Another main reaction is fear that this is being consumed and commodified by whites and the media. There is a sea of white faces. People are asking me: Isn’t that what we want? But I’m just putting two and two together. My sense is that the world would look different already if even a small percentage of whites out there now were acting in more racially just economic, political and social ways in their everyday lives. White folks have to do something real now – economically, politically and socially – for this to be authentic on our part. There has to be white aftermath to what is going down. It doesn’t have to be perfect, but it does have to be real and sustained.

The conditions of the last four years and COVID-19 may have helped open up this much-needed political space. I protested at the White House, left my Amadou Diallo sign at the black fence that surrounds the White House, and marched with thousands of folks. So much purpose in the air. My brilliant niece and nephew, people of color, are very involved in the protests. She is in the Oakland area and just texted me a picture of activist Angela Davis, who was standing next to her in the crowd, masked and with fist raised. He is in New York City and exhausted. I’m extremely proud of them!

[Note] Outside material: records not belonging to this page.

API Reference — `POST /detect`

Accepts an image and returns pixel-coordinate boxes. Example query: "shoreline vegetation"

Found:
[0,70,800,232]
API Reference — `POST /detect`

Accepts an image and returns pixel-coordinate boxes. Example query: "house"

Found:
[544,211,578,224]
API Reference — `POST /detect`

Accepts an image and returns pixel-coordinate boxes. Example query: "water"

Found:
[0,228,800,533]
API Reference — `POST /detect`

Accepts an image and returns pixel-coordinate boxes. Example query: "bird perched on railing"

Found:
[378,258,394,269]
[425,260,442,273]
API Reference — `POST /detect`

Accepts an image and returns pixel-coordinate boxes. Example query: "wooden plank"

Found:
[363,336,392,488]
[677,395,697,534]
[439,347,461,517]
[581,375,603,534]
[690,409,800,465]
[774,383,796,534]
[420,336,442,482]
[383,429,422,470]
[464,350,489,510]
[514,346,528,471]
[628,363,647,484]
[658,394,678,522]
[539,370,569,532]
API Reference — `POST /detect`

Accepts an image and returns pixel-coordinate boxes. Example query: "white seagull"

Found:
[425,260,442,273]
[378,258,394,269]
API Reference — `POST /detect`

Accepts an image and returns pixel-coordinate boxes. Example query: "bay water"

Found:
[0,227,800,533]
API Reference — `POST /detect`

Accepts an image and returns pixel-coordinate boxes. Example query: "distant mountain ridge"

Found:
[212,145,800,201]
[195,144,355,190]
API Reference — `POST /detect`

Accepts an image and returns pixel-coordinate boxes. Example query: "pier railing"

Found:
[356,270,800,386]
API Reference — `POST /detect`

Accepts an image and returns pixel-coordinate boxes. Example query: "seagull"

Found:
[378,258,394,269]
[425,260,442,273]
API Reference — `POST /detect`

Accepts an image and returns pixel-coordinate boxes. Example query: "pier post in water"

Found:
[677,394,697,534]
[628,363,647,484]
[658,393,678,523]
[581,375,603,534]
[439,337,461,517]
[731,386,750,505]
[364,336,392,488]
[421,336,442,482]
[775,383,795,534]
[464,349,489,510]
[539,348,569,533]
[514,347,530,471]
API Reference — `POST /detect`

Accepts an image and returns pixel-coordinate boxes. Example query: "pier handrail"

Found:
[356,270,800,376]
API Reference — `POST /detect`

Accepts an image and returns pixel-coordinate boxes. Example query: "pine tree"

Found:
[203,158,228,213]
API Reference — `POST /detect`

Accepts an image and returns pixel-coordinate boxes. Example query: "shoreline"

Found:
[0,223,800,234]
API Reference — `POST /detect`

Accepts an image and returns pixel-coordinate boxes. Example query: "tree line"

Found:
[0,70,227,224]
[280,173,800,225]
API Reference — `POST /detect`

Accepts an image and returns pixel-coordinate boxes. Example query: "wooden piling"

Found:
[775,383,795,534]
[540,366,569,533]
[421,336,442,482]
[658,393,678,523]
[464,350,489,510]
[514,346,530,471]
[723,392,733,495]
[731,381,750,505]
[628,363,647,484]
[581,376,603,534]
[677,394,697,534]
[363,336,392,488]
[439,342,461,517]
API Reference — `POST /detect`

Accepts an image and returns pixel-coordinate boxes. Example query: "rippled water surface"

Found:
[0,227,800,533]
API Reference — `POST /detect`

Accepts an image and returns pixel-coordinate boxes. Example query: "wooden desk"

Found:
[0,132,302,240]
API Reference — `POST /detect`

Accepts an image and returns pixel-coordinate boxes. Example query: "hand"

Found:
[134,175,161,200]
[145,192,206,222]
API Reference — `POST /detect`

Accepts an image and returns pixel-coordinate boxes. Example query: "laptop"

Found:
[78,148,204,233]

While this action is necessary and generating some powerful energy and love, we have to anticipate and prepare for the pushback and backlash. It is coming.

 

Q: What do you think of the “defund the police” movement? If you could design your ideal law enforcement system, what would it look like?

KG: I value the urgency of the phrase. The phrase is disruptive, and folks who are already conjuring up things in their heads are scared by it. It is not a new idea – it is a critique of capitalism and the prison industrial complex. It is totally something we should do – re-envision and change the whole institution. I recently heard it described from the Critical Resistance organization that abolition is not just about tearing things down but about building other things up. A related idea is “justice reinvestment” that divests from incarcerative racial projects and invests in community building on economic, political and social levels. That is not too much to ask. Criminology research tells us that good housing; stable, meaningful and decent wages and employment; and access to quality, relevant education are three things we actually need for well-being. Folks with solid access to those few things are less likely to be incarcerated or return to incarceration. That is not too much to ask.

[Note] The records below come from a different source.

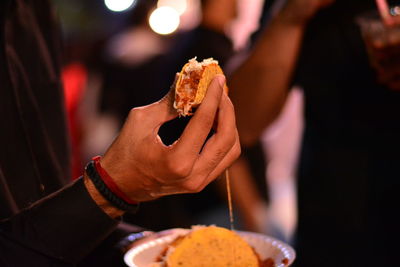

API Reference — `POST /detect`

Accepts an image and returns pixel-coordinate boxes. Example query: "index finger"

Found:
[176,75,225,156]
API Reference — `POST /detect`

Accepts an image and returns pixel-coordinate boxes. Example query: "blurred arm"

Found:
[230,0,333,146]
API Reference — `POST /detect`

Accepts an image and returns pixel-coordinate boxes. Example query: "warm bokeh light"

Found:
[149,6,180,34]
[157,0,187,15]
[104,0,136,12]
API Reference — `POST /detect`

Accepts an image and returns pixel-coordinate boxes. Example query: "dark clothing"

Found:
[290,0,400,267]
[0,0,117,266]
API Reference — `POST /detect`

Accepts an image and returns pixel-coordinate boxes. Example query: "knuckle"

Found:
[167,160,192,178]
[182,180,202,193]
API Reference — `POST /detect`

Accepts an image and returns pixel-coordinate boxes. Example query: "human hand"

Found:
[282,0,335,24]
[100,75,240,202]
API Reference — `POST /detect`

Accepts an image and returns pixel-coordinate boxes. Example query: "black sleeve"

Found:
[0,179,118,266]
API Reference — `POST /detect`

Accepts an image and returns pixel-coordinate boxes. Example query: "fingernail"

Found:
[217,75,225,87]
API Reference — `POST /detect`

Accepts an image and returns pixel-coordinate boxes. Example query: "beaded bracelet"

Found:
[85,157,139,212]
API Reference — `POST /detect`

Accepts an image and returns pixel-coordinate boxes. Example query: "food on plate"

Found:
[150,226,275,267]
[174,58,228,116]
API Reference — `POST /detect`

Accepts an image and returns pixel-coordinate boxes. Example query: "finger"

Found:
[200,131,241,190]
[179,132,240,193]
[142,73,179,126]
[188,94,238,179]
[176,75,225,157]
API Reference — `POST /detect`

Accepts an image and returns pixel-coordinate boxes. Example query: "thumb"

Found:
[144,73,178,124]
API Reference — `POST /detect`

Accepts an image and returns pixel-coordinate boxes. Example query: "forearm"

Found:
[83,173,124,218]
[230,11,305,145]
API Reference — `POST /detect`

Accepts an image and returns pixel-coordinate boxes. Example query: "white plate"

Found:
[124,229,296,267]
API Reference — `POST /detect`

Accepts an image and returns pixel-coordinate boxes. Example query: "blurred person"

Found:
[230,0,400,267]
[82,0,244,231]
[0,0,240,266]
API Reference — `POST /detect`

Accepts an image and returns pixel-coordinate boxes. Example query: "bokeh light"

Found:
[104,0,136,12]
[157,0,187,15]
[149,6,180,34]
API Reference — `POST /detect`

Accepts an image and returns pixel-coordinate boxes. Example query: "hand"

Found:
[100,75,240,202]
[282,0,335,24]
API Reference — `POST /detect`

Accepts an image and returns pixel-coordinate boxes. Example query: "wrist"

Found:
[83,173,125,218]
[85,156,139,216]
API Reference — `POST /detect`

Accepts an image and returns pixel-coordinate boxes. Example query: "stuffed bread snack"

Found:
[150,226,262,267]
[174,57,228,116]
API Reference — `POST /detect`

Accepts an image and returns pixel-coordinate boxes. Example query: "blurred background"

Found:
[54,0,302,246]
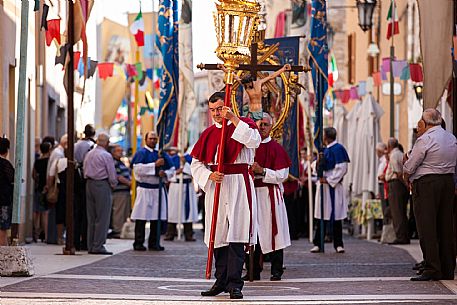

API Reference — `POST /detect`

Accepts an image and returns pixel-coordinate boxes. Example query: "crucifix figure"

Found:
[197,42,308,120]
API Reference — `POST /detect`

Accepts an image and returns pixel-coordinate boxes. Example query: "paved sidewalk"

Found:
[0,230,457,305]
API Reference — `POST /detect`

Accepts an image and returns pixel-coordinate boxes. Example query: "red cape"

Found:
[190,117,257,164]
[254,139,292,170]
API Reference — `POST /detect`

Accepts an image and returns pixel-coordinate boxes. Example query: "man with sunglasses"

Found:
[403,108,457,281]
[244,112,291,281]
[191,92,261,299]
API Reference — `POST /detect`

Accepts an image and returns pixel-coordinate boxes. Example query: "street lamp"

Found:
[356,0,376,32]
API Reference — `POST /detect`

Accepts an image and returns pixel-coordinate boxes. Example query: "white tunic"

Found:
[314,142,348,220]
[168,162,198,223]
[191,121,261,248]
[130,158,174,220]
[255,138,290,254]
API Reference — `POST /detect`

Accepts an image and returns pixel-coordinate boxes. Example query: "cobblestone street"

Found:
[0,232,457,304]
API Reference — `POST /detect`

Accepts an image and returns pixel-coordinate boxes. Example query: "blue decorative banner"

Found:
[156,0,179,148]
[308,0,328,151]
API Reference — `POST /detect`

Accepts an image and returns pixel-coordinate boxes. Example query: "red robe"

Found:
[190,117,257,164]
[254,140,292,170]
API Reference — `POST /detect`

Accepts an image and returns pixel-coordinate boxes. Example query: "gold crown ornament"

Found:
[214,0,260,83]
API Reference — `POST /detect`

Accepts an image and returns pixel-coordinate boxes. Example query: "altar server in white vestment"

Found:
[191,92,261,299]
[311,127,349,253]
[244,112,291,281]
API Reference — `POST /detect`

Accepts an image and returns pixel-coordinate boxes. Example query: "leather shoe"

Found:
[411,274,438,282]
[88,251,113,255]
[200,284,225,297]
[241,273,260,281]
[270,274,281,282]
[389,240,410,245]
[133,245,146,251]
[230,288,243,299]
[148,246,165,251]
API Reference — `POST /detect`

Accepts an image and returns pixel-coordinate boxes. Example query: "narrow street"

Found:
[0,230,457,304]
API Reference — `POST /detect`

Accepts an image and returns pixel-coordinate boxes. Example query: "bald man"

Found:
[403,109,457,281]
[385,138,410,245]
[84,133,117,255]
[244,112,291,281]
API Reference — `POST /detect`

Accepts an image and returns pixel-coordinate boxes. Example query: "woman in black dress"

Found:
[0,137,14,246]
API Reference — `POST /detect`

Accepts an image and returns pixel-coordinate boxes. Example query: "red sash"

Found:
[254,179,279,251]
[210,163,252,240]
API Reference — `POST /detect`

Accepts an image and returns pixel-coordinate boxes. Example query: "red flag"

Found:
[409,64,424,83]
[98,62,114,80]
[46,19,60,47]
[298,103,306,149]
[134,30,144,47]
[387,1,400,40]
[373,72,382,87]
[341,89,351,104]
[73,51,81,70]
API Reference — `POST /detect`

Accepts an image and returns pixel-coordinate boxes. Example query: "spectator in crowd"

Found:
[109,145,132,238]
[376,142,390,224]
[164,147,198,241]
[283,177,298,240]
[297,148,309,237]
[0,137,14,246]
[83,133,118,255]
[41,136,56,147]
[32,142,51,242]
[131,131,174,251]
[403,108,457,281]
[311,127,349,253]
[385,138,409,245]
[243,112,290,281]
[45,134,68,245]
[73,124,95,251]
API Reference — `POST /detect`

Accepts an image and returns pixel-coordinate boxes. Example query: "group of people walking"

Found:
[377,109,457,281]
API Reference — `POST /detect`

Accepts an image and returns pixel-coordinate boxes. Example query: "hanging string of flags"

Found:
[326,55,424,105]
[34,0,161,100]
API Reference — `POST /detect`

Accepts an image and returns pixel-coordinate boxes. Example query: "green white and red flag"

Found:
[130,10,144,47]
[387,1,400,40]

I sometimes ask my students to imagine a world where each country is rated for “well-being” based on the smallness of their incarcerated population. Today, the U.S. would be ranked at the bottom. My ideal law enforcement system would have a very small punitive footprint. There are alternative ways, more loving ways, to hold folks accountable for transgression. We have a lot of work to do. Of course, this law enforcement system could be born only after the current economic, political and social system gets turned on its head.